Analysis of an asynchronous circuit (Circuit_G)

Products

A2.7

A2.9


1. Specifications

The circuit represented in Fig. 1 is composed of T_FF. Let us deduce how it works by means of a timing diagram and what may be its application obtaining the output codes Q(3..0). Measure propagation delays CLK to output (tCO) and deduce the maximum CLK frequency fMAX that can be applyed to the circuit.

This is an example of an asynchronous circuit that can serve to demonstrate how complicated and unreliable is asynchronous design compared to synchronous canonical design based on FSM that is presented in the next P6.

Circuit_G

Fig 1. Circuit_G to be analysed using up to three methods. 

2. Planning

Method I. Handwritten analysis to draw the circuit's timing diagram.

Let us do it in two steps:

Step #1: analyse the behaviour of a single T_FF in Fig. 2 and represent the output Q in a timing diagram like the one represented in Fig.3

T_FF

Fig 2.  T_FF symbol, function table and state diagram.

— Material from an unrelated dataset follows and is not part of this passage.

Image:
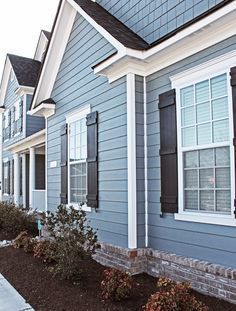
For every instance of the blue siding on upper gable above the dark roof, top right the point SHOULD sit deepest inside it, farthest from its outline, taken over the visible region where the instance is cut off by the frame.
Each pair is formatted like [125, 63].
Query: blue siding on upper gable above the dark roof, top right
[153, 19]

NOTE: You must indicate always the T sampled values on the CLK rising edges using dots.

Waveforms

Fig 3. Example input waveforms to be used as stimulus for calculating the output Q. 

 

Step #2: the full circuit. Deduce the output Q(3..0) of the circuit represented in Fig. 1. The procedure to follow is presented in P5 highlighted project.

Timing

Fig 4. Waveforms. Indicate the important CLK1, CLK2 and CLK3 signals that drive the T_FF.

Discuss how many states the system is capable of memorising.

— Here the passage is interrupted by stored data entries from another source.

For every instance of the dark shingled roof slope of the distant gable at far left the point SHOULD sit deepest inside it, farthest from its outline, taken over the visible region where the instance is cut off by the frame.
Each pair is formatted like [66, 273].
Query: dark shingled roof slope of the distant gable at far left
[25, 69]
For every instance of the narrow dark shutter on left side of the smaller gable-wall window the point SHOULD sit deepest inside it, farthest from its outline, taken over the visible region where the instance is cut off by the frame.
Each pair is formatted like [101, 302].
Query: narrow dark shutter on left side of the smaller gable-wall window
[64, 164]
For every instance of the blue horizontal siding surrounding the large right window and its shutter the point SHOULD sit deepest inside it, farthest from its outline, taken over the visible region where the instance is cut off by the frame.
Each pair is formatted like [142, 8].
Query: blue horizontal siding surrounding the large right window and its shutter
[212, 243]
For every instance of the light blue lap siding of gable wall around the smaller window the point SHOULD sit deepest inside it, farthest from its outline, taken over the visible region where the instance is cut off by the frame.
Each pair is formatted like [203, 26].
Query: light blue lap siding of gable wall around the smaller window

Discuss what may be the function or application of the circuit. What is the circuit's main problem, so that it must be rejected for precision applications?

Use this project location to save your paper work, class notes, pictures, theory, etc.:

C:\CSD\P5\Circuit_G\paper\(files)

 


Method II. Proteus capture and electrical simulation. In our LAB5 session you can learn some experience using Proteus and find circuits to copy and adapt using the corresponding library of components. Apply the planned stepped procedure for capturing and analysing your circuits.

Proteus components library options:

 option #1: LS-TTL

 option #2: CMOS

 

Project location:

C:\CSD\P5\Circuit_G\proteus\(files)


Method III: using VHDL synthesis and simulation tools (plan C2 circuit).

Get the component T_FF model and translate to VHDL the top circuit (Circuit_G.vhd) to be able to start a new multiple-file plan C2 project.

CPLD or FPGA target chip options:

 option #1.: MAX II

 option #3.: Cyclone IV

Synthesise the project and print the RTL view. Be aware that the "number of registers" in the project's summary spreadsheet must be correct.

Use a VHDL test bench to demonstrate that the timing diagram looks like that obtained in the previous analysis methods.

How can you observe and measure glitches, false states and complications around CLK transitions?

Project location:

C:\CSD\P5\Circuit_G\VHDL\(files)

 


Optional: Alternative canonical circuit based on FSM.

e) Design an FSM that generates the same output Q(3..0). Will it be a better replacement of the asynchronous circuit in Fig. 1?. Why?